Core Insights - AB Science announced a new publication on MedRxiv detailing the clinical benefits of masitinib for amyotrophic lateral sclerosis (ALS) patients before any complete loss of function [2][3] Group 1: Study Findings - The post-hoc subgroup analysis from the phase 2b/3 AB10015 study shows significant improvement in functional decline measured by the ALSFRS-R score, with a 4.04-point difference favoring masitinib over placebo (p=0.0065) [4][5] - A relative benefit of +20.2% on the CAFS score was observed compared to placebo (p=0.0290), surpassing the +13.8% benefit seen in the primary analysis [5] - Median progression-free survival (PFS) was extended by 9 months (p=0.0057) and median overall survival (OS) increased by 12 months (p=0.0192) compared to placebo, both improvements being more pronounced than those in the primary analysis [5] Group 2: Safety and Patient Population - Safety outcomes improved, with a reduction in serious adverse events from 27.6% to 22.6% in masitinib-treated patients [5] - The subgroup analyzed included patients with a score of at least 1 on all ALSFRS-R items at baseline, representing approximately 85% of the primary analysis population [3][5] Group 3: Future Studies - The findings from this analysis will inform the design of the confirmatory study AB23005, which targets patients prior to any complete loss of function to optimize the benefit-risk balance [2][3] - Study AB23005 is a prospective, multicenter, randomized, double-blind, placebo-controlled trial involving 408 ALS patients, aiming to confirm the efficacy and safety of masitinib [7][8]

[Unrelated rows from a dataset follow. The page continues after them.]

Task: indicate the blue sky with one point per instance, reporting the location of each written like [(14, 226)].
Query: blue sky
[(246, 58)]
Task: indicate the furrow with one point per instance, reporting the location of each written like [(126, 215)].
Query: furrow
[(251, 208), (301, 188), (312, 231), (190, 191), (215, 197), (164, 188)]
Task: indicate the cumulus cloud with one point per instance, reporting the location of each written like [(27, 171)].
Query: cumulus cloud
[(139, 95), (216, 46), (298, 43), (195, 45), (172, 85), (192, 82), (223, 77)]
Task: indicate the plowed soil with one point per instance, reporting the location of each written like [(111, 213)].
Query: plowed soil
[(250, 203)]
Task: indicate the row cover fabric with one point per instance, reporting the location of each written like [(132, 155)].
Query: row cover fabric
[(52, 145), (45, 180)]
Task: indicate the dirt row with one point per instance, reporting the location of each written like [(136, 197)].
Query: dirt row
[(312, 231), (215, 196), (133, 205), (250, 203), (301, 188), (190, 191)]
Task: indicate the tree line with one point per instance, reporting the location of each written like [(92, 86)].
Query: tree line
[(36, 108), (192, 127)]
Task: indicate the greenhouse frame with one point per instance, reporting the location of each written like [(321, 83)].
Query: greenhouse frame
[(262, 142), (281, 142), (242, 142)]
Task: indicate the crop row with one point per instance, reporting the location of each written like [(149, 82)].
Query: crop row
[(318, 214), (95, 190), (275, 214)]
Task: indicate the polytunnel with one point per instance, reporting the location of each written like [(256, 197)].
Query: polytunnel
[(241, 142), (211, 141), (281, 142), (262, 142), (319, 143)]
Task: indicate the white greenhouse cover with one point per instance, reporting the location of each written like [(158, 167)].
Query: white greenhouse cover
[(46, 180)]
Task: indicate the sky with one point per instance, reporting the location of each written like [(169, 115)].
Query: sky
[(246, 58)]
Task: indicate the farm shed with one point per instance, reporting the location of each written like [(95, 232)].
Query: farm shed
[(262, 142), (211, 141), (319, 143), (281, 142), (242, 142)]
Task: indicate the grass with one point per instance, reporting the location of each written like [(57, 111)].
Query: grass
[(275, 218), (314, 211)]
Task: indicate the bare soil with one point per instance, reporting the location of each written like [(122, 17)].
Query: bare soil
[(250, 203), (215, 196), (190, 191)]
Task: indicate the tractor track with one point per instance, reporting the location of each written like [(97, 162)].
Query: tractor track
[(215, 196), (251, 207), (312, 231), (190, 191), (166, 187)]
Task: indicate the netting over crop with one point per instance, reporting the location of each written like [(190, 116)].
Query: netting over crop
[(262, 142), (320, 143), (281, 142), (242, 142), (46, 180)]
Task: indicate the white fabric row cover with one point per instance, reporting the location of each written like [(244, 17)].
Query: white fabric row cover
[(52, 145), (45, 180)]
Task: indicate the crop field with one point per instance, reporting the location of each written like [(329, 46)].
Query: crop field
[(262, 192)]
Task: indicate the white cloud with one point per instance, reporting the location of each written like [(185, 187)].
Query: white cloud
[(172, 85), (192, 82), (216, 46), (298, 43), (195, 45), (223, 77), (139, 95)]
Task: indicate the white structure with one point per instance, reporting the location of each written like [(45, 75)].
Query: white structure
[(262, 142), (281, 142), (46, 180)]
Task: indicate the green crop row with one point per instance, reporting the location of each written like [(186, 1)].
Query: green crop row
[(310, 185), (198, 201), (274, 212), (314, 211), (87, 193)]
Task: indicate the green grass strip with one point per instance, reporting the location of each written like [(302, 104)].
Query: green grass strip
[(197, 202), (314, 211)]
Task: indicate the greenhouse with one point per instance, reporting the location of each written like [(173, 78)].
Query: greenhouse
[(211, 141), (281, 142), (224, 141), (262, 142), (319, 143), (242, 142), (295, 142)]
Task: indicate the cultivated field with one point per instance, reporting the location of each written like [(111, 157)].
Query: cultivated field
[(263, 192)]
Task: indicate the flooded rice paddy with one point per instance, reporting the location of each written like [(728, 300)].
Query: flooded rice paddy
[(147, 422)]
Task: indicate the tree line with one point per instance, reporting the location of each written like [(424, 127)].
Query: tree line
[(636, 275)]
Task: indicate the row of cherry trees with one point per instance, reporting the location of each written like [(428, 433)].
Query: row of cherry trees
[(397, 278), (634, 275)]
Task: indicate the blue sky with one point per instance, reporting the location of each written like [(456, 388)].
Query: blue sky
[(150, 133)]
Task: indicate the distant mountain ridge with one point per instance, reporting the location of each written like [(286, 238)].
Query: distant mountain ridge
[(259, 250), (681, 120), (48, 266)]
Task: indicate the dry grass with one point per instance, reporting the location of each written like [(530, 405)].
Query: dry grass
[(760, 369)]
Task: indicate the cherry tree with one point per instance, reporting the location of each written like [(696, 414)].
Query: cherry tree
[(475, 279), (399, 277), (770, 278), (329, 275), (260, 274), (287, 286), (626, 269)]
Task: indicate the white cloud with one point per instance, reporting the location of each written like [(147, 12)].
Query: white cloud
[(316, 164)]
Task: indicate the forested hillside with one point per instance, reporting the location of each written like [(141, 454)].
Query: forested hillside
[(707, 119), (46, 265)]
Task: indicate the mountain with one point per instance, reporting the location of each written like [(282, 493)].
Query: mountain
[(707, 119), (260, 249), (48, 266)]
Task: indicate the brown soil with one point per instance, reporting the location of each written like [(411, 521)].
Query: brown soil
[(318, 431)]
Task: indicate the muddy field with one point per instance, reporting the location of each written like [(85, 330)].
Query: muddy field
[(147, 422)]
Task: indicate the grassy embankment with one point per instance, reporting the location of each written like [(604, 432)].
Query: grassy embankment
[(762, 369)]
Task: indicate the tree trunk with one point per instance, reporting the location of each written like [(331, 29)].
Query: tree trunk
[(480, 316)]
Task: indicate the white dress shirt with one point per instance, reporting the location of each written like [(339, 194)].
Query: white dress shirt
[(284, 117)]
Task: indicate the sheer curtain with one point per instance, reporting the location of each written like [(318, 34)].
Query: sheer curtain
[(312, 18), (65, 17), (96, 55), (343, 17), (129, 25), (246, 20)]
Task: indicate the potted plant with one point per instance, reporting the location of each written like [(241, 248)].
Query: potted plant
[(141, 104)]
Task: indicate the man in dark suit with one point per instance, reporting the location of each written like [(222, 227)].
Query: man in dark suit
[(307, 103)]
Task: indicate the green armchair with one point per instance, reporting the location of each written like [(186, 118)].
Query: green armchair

Core Viewpoint - AB Science has successfully completed a private placement raising EUR 2.8 million to finance the clinical development of its drug candidate AB8939 for acute myeloid leukemia (AML) [2][4]. Use of Proceeds - The net proceeds from the private placement will primarily be used to complete phase 1 of the AB8939 program and to initiate an expansion study involving approximately 15 AML patients [4][5]. Financial Impact - The private placement strengthens the company's cash position, allowing it to meet its financing needs for 2025 and beyond [5]. Private Placement Details - The private placement involved the issuance of 2,477,877 new ordinary shares, each accompanied by a share warrant (BSA), without preferential subscription rights [6][7]. - The issue price of one ABSA is set at EUR 1.13, reflecting a 24.99% discount to the volume-weighted average price over the preceding three trading days [8][9]. Shareholding Structure - Post-private placement, the company's total share capital will amount to EUR 729,474.72, consisting of 66,184,793 ordinary shares, with potential dilution from the exercise of BSAs [13][15]. Trading Information - The new shares are expected to be admitted to trading on Euronext Paris on October 22, 2025, and will be assimilated to existing shares [18]. Company Overview - AB Science specializes in the research, development, and commercialization of protein kinase inhibitors, targeting diseases with high unmet medical needs [25]. - The lead compound, masitinib, is already registered for veterinary use and is being developed for human medicine across various disease areas [25]. Drug Candidate Information - AB8939 is a synthetic microtubule-destabilizing drug candidate with broad anticancer activity, showing potential to overcome drug resistance commonly seen in chemotherapy [24].